Initial validation of the tool was achieved by first testing performance of the tool on two separate subsets of pneumonia records (dataset1&2) that were parsed through the cTAKES NLP pipeline and also manually reviewed and classified initially by expert reviewers, blinded to NLP pipeline classification. When compared to expert manual review and classification, cTAKES NLP pipeline accurately classified 76.3% (95% CI = 66.6%, 86.2%) and 83% (95% CI = 71.9%, 95.7%) of pneumonia chest X-ray reports in dataset 1 and dataset 2 respectively. The algorithm when validated against Comparison of NLP classification outcome with clinical “gold standard” (classification by a pulmonologist expert reviewer) yielded 88% sensitivity and 75% specificity, demonstrating strong performance and capacity for providing clinical decision support in ICU’s for interpreting chest x-ray reports of patients with equivocal pneumonia diagnoses. The NLP tool exhibited a high sensitivity and specificity, comparable to findings from previous studies that similarly applied radiology review to pneumonia validation. The ONYX NLP system developed by Dublin et al.⁵ to validate pneumonia cases had sensitivity and specificity of 92% and 87% respectively. Mendonca et al. evaluated the feasibility of a NLP system MedLEE to identify healthcare associated pneumonia reported sensitivity and specificity of 71% and 99%, respectively⁶. In another study to determine the accuracy of the NLP system for identifying patients with “true” pneumonias, Elkin et al. used Multi-threaded Clinical Vocabulary Server(MCVS) NLP system ⁸. They reported an accuracy of 96.25% and sensitivity and specificity of 100% and 90.3% respectively. A study team at Kaiser Permanente of Northern California evaluated the feasibility of NLP to identify pneumonia in chest radiographs of critically ill patients admitted to an intensive care unit¹⁴. They reported the sensitivity and specificity of 89.9% and 87.5% respectively for NLP performance.

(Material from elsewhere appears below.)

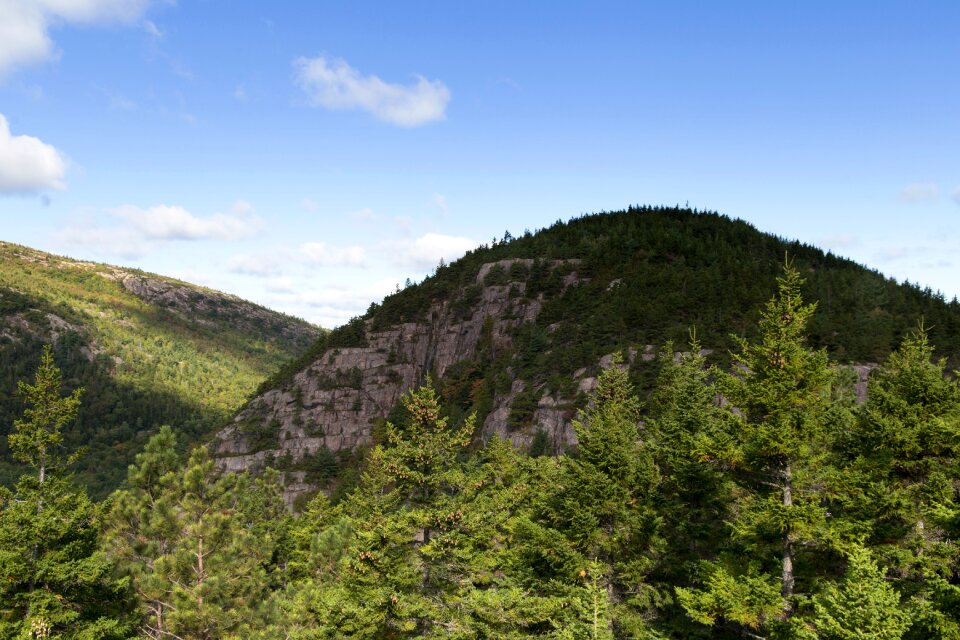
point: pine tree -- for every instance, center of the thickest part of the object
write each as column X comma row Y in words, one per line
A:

The pneumonia specific cTAKES NLP tool described herein also had a negative predictive value (NPV) of 95.6 % comparable to that reported previously by Dublin et al.⁵ However the tool showed a moderate positive predictive value (PPV) of 64.2%. Moreover outcomes of NLP classification also exhibited a low false negative rate of 11% and a moderate false positive rate of 22%.

4.1. Limitations

A limitation of this study was that the decision rules that were designed to access the NLP output involved complex inferencing and it was challenging to develop multiple decision rules to address ambiguities in the radiological text. However, since our main objective was to validate positive cases of pneumonia for a larger study that was attempting to develop a rule-based algorithm for classifying pneumonia by the setting in which occurred, the number of episodes validated as ‘positive’ across cohorts 1 and 2 still remained substantive (n=27,097).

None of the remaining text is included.